Laut Asselborn stehe die EU vor einer Grundsatzentscheidung: „Entweder man überlässt die EU der Orban-Logik und sieht in ihr prioritär eine Gefahr von Masseneinwanderung und Zersetzung der ‚christlichen‘ Werte, vor denen es sich zu schützen gilt, oder man stoppt diesen unsäglichen Kurs der Angstmacherei und steht für eine EU der Menschenwerte, des Gemeinschaftlichen und des Friedens.“ Zudem bestünden die wahren Probleme Ungarns nicht „in der Immigration von ein paar Hundert Flüchtlingen, sondern in der Emigration von immer mehr jungen Ungarn in die EU“.

Polen: Sieg bestätigt Emanzipation Osteuropas
Die polnische Regierung sieht in dem Sieg Orbans eine „Bestätigung der Emanzipationspolitik Osteuropas“ in der EU. Diese Politik mache Osteuropa als konstruktiven Partner in Europa und der Europäischen Union sichtbar, sagte Vizeaußenminister Konrad Szymanski, der auch EU-Botschafter seines Landes ist. Diese Emanzipationspolitik sei gegen niemanden gerichtet, so Szymanski zum Sender TVN-24. Der geschäftsführende Regierungschef in Tschechien, Andrej Babis, nannte Orbans Wahlsieg „überzeugend“.

Österreichs Bundeskanzler Sebastian Kurz, der derzeit in China weilt, teilte über Twitter mit, dass er sich „auf die weitere Zusammenarbeit“ mit einem „wichtigen Nachbarn und Wirtschaftspartner“ freue.

Othmar Karas: “Wahlerfolg rechtfertigt Politik nicht"
Der österreichische Europaabgeordnete Othmar Karas (ÖVP) kritisiert die Art, mit der der ungarische Regierungschef seinen Wahlkampf führte. „Der Wahlerfolg rechtfertigt diese Politik, die Sprache, den Antisemitismus, die Korruption und den Nationalismus nicht“, erklärte Karas am Montag. „Mit einer solchen Politik eine Zweidrittelmehrheit zu erringen ist gefährlich und muss die europäische Demokratie und die Freunde der EU-Werte herausfordern“, erklärte der ÖVP-Delegationsleiter auf Twitter. Orbans Fidesz gehört wie die ÖVP der Europäischen Volkspartei (EVP) an.

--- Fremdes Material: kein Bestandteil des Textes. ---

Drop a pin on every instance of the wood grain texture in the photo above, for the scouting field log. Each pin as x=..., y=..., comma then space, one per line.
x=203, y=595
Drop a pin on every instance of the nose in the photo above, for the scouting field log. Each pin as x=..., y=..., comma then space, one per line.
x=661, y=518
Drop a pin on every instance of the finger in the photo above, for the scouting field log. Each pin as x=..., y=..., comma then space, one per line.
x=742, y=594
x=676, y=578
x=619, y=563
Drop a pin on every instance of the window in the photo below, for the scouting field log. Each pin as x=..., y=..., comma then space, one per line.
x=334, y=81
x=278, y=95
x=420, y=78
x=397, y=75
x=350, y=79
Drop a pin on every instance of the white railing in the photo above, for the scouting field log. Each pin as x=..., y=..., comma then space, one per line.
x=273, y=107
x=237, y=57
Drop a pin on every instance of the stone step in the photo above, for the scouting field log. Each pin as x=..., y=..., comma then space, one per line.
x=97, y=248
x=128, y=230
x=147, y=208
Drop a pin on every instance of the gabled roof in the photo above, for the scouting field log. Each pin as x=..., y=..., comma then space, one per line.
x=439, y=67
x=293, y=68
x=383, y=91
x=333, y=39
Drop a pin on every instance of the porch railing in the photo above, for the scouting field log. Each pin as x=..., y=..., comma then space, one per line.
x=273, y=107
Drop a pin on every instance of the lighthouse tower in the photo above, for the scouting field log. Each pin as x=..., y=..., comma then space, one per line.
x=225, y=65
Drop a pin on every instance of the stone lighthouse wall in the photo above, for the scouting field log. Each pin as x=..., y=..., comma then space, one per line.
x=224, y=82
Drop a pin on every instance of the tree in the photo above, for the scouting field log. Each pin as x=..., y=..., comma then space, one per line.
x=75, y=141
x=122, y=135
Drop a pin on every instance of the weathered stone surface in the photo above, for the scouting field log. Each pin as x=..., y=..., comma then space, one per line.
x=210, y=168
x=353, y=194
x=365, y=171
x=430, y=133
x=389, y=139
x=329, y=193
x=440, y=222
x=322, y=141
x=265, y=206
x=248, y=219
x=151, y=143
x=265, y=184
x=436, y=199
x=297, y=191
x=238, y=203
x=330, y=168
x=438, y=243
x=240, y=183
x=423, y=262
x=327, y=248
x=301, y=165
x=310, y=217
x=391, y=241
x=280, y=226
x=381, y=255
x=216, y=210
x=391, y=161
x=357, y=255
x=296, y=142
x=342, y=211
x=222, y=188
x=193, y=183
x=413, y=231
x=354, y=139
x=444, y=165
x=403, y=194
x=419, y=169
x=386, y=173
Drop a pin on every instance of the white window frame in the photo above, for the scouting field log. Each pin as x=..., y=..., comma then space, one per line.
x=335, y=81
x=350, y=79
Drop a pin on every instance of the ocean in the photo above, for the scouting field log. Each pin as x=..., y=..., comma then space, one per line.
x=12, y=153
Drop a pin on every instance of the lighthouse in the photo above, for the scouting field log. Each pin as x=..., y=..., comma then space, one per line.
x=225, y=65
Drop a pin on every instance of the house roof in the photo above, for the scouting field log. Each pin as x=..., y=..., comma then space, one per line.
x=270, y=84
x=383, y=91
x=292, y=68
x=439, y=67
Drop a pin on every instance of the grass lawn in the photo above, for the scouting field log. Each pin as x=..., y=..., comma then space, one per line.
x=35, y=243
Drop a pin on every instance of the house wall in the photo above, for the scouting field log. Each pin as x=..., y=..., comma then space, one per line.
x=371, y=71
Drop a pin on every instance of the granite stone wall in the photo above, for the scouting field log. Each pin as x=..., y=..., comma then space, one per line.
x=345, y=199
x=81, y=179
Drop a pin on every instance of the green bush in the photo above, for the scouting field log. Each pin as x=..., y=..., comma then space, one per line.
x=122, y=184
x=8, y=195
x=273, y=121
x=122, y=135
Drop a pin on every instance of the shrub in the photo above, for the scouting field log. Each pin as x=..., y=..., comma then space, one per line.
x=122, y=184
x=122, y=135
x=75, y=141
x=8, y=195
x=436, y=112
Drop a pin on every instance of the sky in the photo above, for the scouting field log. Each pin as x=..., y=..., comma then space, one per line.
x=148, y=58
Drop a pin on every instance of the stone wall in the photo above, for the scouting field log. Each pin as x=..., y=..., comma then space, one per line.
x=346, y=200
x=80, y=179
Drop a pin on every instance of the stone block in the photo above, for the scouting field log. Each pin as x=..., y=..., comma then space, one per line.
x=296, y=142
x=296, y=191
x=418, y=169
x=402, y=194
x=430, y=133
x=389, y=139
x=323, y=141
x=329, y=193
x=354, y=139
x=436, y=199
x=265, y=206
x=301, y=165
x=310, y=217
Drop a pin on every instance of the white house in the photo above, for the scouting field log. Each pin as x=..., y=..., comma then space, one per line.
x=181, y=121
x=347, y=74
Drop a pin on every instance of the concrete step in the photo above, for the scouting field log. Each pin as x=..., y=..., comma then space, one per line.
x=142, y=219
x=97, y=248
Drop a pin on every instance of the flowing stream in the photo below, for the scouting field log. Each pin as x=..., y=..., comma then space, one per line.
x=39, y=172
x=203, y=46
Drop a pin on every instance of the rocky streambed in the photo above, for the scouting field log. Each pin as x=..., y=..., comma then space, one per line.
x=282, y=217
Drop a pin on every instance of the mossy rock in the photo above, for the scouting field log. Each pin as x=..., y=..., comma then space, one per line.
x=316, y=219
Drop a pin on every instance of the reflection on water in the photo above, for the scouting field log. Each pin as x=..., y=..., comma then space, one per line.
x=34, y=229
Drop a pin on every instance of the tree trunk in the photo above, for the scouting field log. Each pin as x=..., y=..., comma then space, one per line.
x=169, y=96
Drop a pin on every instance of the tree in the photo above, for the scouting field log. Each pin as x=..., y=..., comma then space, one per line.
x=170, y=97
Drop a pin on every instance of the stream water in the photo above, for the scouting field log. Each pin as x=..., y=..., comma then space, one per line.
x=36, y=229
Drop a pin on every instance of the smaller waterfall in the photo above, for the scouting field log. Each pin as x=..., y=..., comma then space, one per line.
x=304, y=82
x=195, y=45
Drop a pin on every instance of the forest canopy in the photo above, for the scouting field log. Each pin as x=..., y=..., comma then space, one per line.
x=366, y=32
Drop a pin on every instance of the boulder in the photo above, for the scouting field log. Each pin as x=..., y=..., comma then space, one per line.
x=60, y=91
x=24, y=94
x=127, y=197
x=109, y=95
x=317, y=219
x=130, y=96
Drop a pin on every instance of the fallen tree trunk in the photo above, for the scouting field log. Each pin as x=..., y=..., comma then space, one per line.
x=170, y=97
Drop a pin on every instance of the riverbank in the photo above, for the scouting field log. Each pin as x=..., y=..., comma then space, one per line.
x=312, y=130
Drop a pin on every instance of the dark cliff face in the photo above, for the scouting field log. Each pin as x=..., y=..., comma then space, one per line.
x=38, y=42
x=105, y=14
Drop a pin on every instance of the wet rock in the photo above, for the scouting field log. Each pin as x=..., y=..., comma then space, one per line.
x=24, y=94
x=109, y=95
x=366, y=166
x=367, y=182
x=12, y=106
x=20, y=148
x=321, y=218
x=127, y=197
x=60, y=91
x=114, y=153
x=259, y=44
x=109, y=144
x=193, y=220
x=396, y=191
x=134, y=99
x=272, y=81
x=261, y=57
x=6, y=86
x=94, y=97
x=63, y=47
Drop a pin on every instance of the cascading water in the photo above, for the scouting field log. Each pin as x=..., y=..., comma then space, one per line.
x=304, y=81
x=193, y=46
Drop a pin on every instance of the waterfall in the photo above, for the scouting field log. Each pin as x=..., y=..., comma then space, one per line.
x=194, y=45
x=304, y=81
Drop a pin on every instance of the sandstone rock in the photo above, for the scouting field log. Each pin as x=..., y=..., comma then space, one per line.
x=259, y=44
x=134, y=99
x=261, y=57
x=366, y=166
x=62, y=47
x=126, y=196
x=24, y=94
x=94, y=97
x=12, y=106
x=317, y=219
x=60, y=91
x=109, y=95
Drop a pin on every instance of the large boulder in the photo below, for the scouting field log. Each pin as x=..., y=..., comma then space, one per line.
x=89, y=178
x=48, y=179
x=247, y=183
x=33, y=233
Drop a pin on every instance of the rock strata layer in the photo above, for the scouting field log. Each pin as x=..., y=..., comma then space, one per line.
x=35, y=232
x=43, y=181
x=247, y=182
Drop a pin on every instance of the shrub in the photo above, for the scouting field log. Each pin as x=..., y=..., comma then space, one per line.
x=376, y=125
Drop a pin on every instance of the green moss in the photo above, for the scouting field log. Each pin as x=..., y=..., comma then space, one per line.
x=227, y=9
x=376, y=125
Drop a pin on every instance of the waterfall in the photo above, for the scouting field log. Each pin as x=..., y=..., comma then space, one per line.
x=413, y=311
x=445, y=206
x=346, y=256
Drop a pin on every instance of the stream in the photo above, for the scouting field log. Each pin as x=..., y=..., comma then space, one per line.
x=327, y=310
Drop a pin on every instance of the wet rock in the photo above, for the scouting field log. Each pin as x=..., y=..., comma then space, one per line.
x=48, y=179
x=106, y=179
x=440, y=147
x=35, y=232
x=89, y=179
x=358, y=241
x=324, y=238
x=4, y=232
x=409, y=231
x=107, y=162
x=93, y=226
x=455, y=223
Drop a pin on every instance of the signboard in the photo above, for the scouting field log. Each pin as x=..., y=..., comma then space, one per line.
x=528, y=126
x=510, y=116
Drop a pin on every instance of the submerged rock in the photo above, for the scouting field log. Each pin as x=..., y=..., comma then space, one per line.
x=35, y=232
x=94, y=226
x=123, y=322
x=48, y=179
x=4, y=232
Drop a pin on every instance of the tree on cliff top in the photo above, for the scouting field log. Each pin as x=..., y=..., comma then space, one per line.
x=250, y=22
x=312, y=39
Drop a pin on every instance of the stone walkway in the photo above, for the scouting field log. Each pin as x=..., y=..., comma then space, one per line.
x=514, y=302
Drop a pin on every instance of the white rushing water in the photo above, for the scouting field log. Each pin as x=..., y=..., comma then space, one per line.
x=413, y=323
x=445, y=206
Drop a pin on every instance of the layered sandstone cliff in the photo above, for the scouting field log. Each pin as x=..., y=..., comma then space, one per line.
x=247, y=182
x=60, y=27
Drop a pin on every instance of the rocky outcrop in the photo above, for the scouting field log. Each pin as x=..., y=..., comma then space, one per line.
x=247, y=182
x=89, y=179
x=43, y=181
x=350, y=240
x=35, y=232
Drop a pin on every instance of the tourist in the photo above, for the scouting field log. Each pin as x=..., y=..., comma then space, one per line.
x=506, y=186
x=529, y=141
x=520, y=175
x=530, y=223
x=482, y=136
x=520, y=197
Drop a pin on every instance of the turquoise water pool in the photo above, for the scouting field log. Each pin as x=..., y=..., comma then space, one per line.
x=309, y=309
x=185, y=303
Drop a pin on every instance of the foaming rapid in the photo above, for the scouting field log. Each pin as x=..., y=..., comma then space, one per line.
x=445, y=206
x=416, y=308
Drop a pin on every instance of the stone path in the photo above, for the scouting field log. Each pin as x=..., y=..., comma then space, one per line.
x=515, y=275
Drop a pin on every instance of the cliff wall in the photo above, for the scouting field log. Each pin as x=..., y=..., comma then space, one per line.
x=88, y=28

Amnesty: „Ergebnis macht uns noch entschlossener“
Für Amnesty International ist das Ergebnis der Wahl ein Grund, die Arbeit noch entschlossener zu machen. Annemarie Schlack, Geschäftsführerin von Amnesty International Österreich: „Die Politik Orbans hat in den letzten Jahren dazu geführt, dass kritische Stimmen attackiert und die Menschenrechte in unserem Nachbarland eingeschränkt wurden. Nach dem Ergebnis der Parlamentswahl ist zu befürchten, dass diese menschenverachtende Politik fortgeführt wird. Doch auch wenn das Klima gegenüber der Zivilgesellschaft und den Menschenrechten in Ungarn feindselig sein mag: Das Ergebnis der Wahl macht uns noch entschlossener.“ Die Arbeit von Menschen und Organisationen, „die hart erkämpfte Rechte in Ungarn verteidigen, ist heute wichtiger als je zuvor“.